The Making of a Router

Shawn Wilson ag4ve.us at gmail.com
Sat Dec 28 15:45:24 UTC 2013



Chris Adams <cma at cmadams.net> wrote:
>Once upon a time, Shawn Wilson <ag4ve.us at gmail.com> said:
>> I was hoping someone could give technical insight into why this is
>good or not and not just "buy a box branded as a router because I said
>so or your business will fail". I'm all for hearing about the business
>theory of running an ISP (not my background or day job) but didn't
>think that's what the OP was asking about (and it didn't seem they were
>taking business suggestions very well anyway).
>
>There's been some technical insight here I would say.  I'm a big Linux,
>Open Source, and Free Software advocate, and I'll use Linux-based
>systems for routing/firewalling small stuff, but for high speed/PPS,
>get
>a router with a hardware forwarding system (I like Juniper myself).
>
>You can build a decently-fast Linux (or *BSD) system, but you'll need
>to
>spend a good bit of time carefully choosing motherboards, cards, etc.
>to
>maximize packet handling, possibly buying multiple of each to find the
>best working combination.  Make sure you buy a full set of spares once
>you find a working combination (because in the PC industry, six months
>is a lifetime).  Then you have to build your OS install, tweaking the
>setup, network stack, etc.
>
>After that, you have to stay on top of updates and such (so plan for
>more reboots); while on a hardware-forwarding router you can mostly
>partition off the control plane, on a Linux/*BSD system, the base OS is
>the forwarding plane.  Also, if something breaks, falls over under an
>attack, etc., you're generally going to be on your own to figure it
>out.
>Maybe you can Google the answer (and hope it isn't "that'll be fixed in
>kernel 3.<today's version+2>.  Not saying that doesn't happen with
>router vendors (quoting RFCs at router engineers is "fun"), but it is
>IMHO less often.
>
>The question becomes: what is your time worth?  You could spend
>hundreds
>of hours going from the start to your satisfactory in-service router,
>and have a potentially higher upkeep cost.  Can you hire somebody with
>all the same Linux/*BSD knowlege as yourself, so you are not on-call
>for
>your home-built router around the clock?
>
>I've used Linux on all my computers for almost 20 years, I develop on
>Linux, and contribute to a Linux distribution.  However, when I want to
>record TV to watch later, I plug in a TiVo, not build a MythTV box.
>There is a significant value in "just plug it in and it works", and if
>you don't figure your time investment (both up-front and on-going) into
>the cost, you are greatly fooling yourself.

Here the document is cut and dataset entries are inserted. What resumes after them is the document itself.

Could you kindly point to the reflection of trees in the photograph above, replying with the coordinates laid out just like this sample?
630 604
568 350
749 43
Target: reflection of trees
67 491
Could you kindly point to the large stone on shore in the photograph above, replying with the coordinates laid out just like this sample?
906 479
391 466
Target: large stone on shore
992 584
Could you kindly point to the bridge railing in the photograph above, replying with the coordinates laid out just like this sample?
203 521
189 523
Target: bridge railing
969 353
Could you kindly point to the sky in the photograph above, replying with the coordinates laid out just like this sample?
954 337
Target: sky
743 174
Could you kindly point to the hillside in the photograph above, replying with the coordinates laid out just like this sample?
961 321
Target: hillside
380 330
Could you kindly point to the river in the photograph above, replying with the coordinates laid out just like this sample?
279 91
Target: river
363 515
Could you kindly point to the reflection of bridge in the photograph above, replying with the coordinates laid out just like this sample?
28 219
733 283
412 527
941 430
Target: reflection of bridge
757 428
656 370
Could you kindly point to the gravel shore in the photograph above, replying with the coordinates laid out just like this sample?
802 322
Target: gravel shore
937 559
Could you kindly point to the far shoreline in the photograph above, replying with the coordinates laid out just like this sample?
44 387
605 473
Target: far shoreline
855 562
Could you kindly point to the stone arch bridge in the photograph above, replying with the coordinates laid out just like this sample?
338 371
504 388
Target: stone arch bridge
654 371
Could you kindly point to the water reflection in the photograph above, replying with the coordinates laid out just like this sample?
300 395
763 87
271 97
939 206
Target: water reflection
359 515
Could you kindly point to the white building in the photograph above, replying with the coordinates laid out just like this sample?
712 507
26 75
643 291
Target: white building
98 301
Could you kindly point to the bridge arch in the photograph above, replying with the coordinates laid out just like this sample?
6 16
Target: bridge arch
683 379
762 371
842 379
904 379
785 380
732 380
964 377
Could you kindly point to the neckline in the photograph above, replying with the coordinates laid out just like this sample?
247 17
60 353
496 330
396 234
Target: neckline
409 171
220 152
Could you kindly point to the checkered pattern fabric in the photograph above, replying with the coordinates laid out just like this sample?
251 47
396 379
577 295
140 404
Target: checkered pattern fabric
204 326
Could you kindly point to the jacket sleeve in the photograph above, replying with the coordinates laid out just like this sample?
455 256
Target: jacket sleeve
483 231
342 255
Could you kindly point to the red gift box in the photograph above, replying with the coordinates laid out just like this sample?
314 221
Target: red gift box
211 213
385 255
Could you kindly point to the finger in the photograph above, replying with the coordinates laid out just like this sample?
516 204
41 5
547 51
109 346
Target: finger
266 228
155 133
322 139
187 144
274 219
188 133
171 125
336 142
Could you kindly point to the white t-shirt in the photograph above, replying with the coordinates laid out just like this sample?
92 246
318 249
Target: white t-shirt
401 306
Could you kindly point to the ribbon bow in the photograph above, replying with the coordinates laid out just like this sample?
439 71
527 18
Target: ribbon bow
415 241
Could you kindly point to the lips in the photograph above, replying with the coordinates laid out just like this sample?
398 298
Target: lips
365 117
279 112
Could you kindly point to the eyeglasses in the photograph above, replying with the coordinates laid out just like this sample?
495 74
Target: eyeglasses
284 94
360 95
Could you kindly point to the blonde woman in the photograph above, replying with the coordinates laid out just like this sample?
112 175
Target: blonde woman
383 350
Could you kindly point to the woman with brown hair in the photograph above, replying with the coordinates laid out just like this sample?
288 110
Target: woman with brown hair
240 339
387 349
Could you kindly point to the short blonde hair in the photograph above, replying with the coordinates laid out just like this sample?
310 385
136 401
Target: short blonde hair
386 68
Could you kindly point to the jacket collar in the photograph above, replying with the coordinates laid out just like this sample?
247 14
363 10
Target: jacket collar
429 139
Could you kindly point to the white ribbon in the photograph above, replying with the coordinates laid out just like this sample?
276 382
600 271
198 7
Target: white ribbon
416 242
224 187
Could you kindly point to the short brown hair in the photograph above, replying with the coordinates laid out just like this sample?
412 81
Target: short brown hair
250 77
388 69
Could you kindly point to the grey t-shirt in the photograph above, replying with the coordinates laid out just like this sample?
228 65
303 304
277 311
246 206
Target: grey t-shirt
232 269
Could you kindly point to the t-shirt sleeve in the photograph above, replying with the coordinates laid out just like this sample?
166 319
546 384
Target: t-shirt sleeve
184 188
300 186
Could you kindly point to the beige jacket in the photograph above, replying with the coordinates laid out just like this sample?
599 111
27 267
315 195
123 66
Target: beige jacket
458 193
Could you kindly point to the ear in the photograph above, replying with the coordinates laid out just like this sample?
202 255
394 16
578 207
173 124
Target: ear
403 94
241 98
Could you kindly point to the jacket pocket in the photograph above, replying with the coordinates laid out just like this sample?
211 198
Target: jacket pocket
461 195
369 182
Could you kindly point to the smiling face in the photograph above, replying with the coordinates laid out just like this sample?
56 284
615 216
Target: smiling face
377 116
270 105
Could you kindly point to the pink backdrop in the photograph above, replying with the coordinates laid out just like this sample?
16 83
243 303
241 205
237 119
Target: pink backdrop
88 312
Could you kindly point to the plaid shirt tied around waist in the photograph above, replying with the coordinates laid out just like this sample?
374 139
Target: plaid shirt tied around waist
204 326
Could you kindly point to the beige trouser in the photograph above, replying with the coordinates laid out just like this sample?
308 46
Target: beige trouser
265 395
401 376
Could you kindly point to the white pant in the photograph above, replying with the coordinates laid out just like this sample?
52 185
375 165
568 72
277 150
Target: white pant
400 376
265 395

I agree with all of this to some degree. IDK whether cost of ownership on a hardware router or a desktop is more or less - I jus haven't done the research. We use them at work and at home I have Cisco and Linksys gear (plus Linux doing some things the router could like DHCP) - go figure.

I agree that some network cards and boards work better than others (and am partial to the Intel Pro cards - though I'm unsure if they're still the best). I would also hesitate to route that much traffic with a PC. Though, I have no technical reason for this bias. 

If you have hardware in production, you really should have a spare - whether we're talking servers, HDDs, batteries, or routers. Ie, that comment is not unique to servers. I also don't think warranty has any bearing on this - I've seen servers stay down for over a day because (both HP and Dell for their respective hardware) screwed up and the company didn't budget for a spare board and I've seen a third of a network be taken out because multiple switch ports just died. How much would a spare switch have cost compared to 50 people not online?

At any rate, I'm interested in this because I've worked in both environments and haven't seen a large difference between the two approaches (never worked at an ISP or high bandwidth web environment though). I do like the PC router approach because it allows more versatility wrt dumping packets (no need to dig out that 10mbit dumb hub and throttle the whole network), I can run snort or do simple packet inspection with iptables (some routers can do this but most can't or require a license). So I'm sorta leaning to the PC router as being better - maybe not cheaper but better.